Bio-YODIE is GATE's biomedical named entity linking pipeline.
THIS VERSION WORKS FOR GATE 8.5 ONLY. Please contact us if you need run Bio-YODIE on 8.4 or previous Gate version
In order to run Bio-YODIE you will need to install GATE. See here for instructions and downloads:
Having got YODIE you'll need to get its submodules. YODIE uses a variety of plugins that are stored in separate git repositories, because they are independent projects. YODIE contains a list of the ones it needs, though, so you can get them easily as follows:
git pull --recurse-submodules=on-demand git submodule update --init --recursive
Then you need set the environment variable, before compile all the plugins:
export GATE_HOME=/path/to/gate/
After that you'll need to run plugins/compilePlugins.sh to compile the jar files for the plugins. (We don't ever check jar files into a git repository, so when you clone something from git you invariably need to compile it!) When you compile them, there will be some warnings but there shouldn't be any errors.
plugins/compilePlugins.sh
Bio-YODIE consists of a number of sub-pipelines that between them make up the application. The main application is in the main-bio directory and is called "main-bio.xgapp". This is the application you need to run using GATE. The other subpipelines will automatically be called by it.
The application will create a number of annotations on the GATE documents to which it is applied. In the default annotation set are tokens, sentences etc. In the "Bio" set are Mentions, linking mentions in text to UMLS concept unique identifiers, as well as repeat annotations for the different types of these mentions. All individual semantic types, such as "Disease or Syndrome" receive their own annotation types, and some group types are also included such as "Disease", which includes other semantic types such as "Pathologic Function". "TIMEX3" HeidelTime annotations are also present.
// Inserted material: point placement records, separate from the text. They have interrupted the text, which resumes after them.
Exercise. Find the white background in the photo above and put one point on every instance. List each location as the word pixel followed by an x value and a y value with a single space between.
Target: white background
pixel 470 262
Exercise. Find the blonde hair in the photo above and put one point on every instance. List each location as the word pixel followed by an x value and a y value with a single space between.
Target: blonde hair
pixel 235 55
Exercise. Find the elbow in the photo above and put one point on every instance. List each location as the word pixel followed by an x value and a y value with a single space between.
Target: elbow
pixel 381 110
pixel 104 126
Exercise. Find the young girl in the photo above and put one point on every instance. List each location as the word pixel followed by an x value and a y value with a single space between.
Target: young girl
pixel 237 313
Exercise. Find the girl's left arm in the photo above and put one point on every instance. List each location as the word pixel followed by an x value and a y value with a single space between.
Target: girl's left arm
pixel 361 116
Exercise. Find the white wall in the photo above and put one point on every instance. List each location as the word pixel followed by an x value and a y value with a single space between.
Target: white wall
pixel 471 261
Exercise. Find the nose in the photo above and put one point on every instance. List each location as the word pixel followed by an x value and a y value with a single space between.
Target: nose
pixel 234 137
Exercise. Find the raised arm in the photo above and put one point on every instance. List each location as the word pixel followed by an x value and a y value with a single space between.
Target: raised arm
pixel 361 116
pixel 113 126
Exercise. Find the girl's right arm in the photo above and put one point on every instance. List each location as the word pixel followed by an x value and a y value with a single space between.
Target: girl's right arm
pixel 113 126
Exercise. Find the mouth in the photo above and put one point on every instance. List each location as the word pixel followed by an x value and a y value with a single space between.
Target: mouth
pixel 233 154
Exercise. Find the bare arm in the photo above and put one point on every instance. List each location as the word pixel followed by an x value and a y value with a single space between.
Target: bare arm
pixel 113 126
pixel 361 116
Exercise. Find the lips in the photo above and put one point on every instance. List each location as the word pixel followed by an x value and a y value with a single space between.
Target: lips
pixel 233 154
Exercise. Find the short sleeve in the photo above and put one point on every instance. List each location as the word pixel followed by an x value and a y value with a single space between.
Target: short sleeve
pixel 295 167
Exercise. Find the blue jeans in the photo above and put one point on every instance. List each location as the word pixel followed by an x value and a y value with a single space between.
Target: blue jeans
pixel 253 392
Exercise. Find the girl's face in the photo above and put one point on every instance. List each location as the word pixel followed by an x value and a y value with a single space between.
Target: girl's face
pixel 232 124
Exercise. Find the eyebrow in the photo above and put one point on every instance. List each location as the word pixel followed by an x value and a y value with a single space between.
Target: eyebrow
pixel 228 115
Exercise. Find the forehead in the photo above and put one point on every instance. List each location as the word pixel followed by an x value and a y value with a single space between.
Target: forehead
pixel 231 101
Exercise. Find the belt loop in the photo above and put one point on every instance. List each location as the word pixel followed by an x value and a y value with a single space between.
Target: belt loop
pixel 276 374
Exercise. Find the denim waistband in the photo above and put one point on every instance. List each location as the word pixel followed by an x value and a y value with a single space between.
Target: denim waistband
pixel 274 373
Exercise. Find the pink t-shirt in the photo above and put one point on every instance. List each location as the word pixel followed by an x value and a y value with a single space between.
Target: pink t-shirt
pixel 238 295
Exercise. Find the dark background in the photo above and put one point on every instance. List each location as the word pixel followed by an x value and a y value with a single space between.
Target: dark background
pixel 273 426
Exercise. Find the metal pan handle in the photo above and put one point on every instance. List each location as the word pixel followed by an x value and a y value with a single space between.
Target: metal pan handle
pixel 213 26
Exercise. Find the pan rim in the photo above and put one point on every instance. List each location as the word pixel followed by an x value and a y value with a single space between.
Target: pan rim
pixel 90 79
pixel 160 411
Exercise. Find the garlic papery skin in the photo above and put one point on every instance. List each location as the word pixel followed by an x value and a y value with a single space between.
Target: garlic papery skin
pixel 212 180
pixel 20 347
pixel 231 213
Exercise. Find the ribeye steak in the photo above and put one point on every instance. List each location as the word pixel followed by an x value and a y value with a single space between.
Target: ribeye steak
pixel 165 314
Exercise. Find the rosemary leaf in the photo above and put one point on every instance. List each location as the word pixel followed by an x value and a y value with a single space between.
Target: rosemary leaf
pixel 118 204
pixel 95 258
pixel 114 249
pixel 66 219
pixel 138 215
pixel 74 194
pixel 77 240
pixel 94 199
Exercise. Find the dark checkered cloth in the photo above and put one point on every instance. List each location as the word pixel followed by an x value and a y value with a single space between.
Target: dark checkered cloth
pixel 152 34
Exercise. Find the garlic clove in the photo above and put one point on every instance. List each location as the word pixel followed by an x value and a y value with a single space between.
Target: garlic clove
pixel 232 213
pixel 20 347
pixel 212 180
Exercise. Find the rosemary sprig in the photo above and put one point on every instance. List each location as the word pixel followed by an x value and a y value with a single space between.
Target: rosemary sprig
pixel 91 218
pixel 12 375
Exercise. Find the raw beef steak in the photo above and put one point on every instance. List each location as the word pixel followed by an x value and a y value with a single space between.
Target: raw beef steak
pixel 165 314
If you want to limit the annotations to only those CUIs in particular vocabularies, you can add the vocabularies as parameters in the lookupinfo-en/lookupinfo.xgapp pipeline. The PR "Java:subsetByVocab" takes a feature map of parameters. Simply add a feature called "VOCABS" with a value of a semicolon-separated set of vocabulary identifiers; for example, "HPO;MTH".
The pipeline requires pre-compiled resources that will need to be provided by you, as they are built from UMLS, for which you will require your own license. These can be created from your own UMLS download using the scripts provided here:
https://github.com/GateNLP/bio-yodie-resource-prep
There are two cases, described below:
-
Adding labels that map to existing UMLS labels (and therefore CUIs)
-
Adding a new set of labels
-
Adding labels that map to existing UMLS labels (and therefore CUIs)
a. Decide whether you want your new label to be case insensitive or case sensitive. Depending on this, you will need to edit one of these files:
bio-yodie-resources/en/gazetteer-en-bio/cased-labels.lst bio-yodie-resources/en/gazetteer-en-bio/uncased-labels.lst
b. Add lines to the file from above, of the form:
[new label][tab]abbreviationOf=[existing label]
for example,
fibrosis myocardium abbreviationOf=fibrosis myocardial
be sure to put a tab between your new label and the abbreviationOf keyword.
c. Delete the cache file that matches the gazetteer lst file you edited above, i.e. one of:
bio-yodie-resources/en/gazetteer-en-bio/cased-labels.gazbin bio-yodie-resources/en/gazetteer-en-bio/uncased-labels.gazbin
this ensures that the cache will be regenerated from your edited file, next time you run Bio-YODIE.
d. If Bio-YODIE is loaded in GATE Developer, re-initialise the PR that matches the gazetteer list file that you edited.
- Adding a new set of labels
If you have a set of labels that you wish to match against, but which do not map to anything in UMLS, add them to a new gazetteer in the finalize pipeline.